Shainaz Firfiray says no. As the assistant professor of organisation and human resource management at Warwick Business School, Dr Firfiray sees hiring and people management practices as pivotal in bridging the gender gap.
She argues that while leading companies are taking all the right steps – women are getting promoted, given top leadership roles, and provided with professional mentors and flexible work options – the pay gap continues to persist. If anything, it widens as women climb the career ladder.
“As women have closed the gap in education and experience, it is apparent that other factors such as discrimination and unconscious biases against women are more important in explaining the gender pay gap. The undervaluation of women’s work and social norms that reinforce perceptions about female economic dependence are some of the common biases faced by women while negotiating their salaries,” she says.
See also: How women can break out of the gender box when raising funds
Cultural biases are holding women back
Companies with over 250 employees will be required to report their salaries next year, which may be a step in the right direction. However, the danger is that some organisations may use metrics on pay an excuse from making broader cultural changes, which are long overdue.
Rather than just reporting what they’re paying their employees, companies may benefit more from publishing their strategy in improving gender diversity and inclusion to provide context and meaning to the salary data.
For example, are their leadership and talent management programmes gender balanced? Do they have flexible working practices? What about maternity and shared parental leave policies?
Also as employment relationships are becoming increasingly personalised with a greater emphasis on negotiable employment terms, women are facing systematic disadvantages, says Dr Firfiray.
Based on her research, she believes women rarely initiate negotiations. When they do, they routinely negotiate lower salaries and less desirable employment outcomes than their male counterparts. “This may happen because women experience self-doubt and anxiety while negotiating and also incur higher ‘social costs’ in the form of damaging their relationships with their supervisors or managers,” she argues.
“If women become dissatisfied with their pay levels and leave for other more equitable opportunities, employers may face high turnover costs and skills shortages. It is crucial that employers realise that individuals have a right to equal pay for work of equivalent value in the labour market irrespective of gender or notions of financial dependence.”

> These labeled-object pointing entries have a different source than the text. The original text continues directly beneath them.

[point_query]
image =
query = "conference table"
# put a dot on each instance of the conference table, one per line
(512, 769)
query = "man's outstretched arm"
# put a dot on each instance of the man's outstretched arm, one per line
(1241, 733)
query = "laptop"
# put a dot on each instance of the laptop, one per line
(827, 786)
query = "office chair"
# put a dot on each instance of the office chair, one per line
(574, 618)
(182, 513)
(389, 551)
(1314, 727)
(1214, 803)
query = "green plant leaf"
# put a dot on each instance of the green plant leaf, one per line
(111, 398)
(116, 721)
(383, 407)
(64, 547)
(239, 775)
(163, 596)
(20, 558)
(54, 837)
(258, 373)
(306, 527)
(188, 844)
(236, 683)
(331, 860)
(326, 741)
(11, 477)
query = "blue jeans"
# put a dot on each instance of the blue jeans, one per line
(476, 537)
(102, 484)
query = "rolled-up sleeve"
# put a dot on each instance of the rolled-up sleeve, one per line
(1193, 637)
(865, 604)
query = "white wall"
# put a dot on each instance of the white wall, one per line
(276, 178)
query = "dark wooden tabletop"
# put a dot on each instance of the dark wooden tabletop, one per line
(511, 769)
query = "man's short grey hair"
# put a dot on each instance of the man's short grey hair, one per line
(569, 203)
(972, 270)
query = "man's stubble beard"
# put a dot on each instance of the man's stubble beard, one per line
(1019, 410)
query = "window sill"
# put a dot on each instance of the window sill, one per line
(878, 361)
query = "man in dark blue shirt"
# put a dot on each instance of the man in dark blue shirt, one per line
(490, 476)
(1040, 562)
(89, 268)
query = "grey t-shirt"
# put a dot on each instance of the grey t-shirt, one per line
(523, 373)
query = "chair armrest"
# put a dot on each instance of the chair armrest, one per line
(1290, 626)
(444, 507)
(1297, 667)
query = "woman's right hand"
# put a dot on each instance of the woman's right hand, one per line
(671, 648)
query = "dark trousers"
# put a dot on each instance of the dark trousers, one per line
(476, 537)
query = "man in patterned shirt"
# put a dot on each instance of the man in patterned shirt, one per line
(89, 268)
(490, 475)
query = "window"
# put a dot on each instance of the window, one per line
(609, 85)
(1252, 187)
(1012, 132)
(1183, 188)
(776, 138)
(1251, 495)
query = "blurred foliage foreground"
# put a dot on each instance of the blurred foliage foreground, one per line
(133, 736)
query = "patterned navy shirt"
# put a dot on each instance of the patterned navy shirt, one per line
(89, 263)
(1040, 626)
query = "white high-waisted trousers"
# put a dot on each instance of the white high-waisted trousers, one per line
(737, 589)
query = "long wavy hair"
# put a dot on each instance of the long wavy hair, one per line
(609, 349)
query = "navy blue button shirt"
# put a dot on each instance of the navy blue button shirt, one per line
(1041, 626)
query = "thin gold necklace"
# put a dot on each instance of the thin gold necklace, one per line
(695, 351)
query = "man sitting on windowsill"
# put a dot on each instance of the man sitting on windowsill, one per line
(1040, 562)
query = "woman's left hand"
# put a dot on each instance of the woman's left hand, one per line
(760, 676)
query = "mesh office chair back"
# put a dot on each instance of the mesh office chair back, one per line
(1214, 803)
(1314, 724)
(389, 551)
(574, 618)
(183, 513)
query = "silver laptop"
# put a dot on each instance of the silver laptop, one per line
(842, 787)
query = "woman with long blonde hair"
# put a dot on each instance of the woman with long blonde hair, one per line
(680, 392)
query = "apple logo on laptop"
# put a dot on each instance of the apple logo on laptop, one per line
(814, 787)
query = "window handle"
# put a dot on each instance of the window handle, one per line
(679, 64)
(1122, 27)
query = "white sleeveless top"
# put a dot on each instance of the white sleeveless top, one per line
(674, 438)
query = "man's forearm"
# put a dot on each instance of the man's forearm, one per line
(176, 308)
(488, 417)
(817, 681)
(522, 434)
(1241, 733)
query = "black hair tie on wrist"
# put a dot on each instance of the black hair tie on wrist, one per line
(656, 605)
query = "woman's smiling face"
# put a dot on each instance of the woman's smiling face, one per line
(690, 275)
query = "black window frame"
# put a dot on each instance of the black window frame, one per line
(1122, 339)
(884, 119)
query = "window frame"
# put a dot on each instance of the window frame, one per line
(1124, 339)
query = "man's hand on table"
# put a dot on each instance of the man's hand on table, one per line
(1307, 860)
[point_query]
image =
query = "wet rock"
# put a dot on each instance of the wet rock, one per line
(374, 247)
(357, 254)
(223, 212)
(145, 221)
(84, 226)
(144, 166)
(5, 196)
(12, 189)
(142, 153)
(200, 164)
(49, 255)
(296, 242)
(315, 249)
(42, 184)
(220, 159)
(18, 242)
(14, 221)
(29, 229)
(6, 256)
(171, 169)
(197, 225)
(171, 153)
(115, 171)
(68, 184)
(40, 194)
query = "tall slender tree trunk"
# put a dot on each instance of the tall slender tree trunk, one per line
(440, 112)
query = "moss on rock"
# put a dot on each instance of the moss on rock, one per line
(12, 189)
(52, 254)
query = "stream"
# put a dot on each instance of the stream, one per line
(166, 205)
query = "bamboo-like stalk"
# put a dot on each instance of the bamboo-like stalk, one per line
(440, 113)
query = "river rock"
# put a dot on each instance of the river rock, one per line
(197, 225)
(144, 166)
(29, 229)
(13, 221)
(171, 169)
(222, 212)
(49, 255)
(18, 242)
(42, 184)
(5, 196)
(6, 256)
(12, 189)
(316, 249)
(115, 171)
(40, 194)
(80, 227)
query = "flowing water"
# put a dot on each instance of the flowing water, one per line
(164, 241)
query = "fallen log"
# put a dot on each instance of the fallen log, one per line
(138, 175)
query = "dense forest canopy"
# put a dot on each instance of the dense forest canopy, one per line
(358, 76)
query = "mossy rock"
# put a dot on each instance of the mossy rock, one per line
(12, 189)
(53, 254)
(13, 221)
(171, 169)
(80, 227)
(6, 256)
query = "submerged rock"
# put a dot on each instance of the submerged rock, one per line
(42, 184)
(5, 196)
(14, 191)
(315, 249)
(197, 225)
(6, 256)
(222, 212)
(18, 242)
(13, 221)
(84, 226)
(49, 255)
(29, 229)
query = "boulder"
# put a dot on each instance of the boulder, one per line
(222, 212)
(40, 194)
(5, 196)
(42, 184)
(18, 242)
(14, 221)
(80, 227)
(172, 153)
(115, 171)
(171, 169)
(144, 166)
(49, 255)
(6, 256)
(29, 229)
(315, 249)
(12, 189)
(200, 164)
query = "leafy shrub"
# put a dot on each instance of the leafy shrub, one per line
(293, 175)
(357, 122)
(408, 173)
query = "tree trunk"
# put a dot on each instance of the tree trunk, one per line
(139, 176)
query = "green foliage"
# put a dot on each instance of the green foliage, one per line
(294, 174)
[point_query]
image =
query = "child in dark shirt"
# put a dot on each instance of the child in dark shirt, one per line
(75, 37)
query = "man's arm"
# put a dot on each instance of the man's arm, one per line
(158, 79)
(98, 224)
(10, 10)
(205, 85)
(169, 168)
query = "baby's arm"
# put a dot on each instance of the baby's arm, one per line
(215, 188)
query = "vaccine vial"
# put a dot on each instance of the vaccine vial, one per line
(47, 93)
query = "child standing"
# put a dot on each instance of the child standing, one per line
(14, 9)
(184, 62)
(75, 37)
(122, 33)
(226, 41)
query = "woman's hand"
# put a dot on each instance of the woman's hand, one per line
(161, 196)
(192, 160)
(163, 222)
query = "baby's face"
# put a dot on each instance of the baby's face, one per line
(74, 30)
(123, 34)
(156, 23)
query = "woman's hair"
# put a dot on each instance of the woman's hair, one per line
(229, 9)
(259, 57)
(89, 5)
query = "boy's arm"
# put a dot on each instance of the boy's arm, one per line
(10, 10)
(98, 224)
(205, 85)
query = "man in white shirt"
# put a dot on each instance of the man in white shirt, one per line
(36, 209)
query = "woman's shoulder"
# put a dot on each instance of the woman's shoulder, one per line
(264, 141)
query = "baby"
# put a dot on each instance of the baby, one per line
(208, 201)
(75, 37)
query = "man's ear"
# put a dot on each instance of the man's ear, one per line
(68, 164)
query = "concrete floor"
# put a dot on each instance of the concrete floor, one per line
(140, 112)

The argument circles back to the bottom line. The gender gap is a business issue that robs the economy in the most insidious way; one rooted in cultural biases and inexplicable judgments.
Bonus time: end-of-year gender blues
It’s the most wonderful time of the year, unless you’re a women in senior management. According to the CMI, bonuses for women this year in London are half the size of those awarded to their male counterparts, with men on average paid a top-up of £5,398 at the end of the financial year. Women on average receive only £2,764.
Amanda Fennell, senior director, EMEA at Xactly explains how going into 2017, it should be a priority for businesses to stamp out the gender pay gap. “Our own research found that some businesses believe women are paid less because they take time out of their careers to have children: this excuse shouldn’t stand any more,” she says.
“If we are to close the gender pay gap in the UK it is vital that we move away from the old-fashioned salary economy to the performance economy. Instead of paying people based on their position and tenure, employees must be rewarded for their output. Empirically linking pay and performance, using data, will ensure that both women and men are being rewarded fairly for what they do. Only by moving beyond the outdated gender pay gap can we secure the UK’s success for the future.”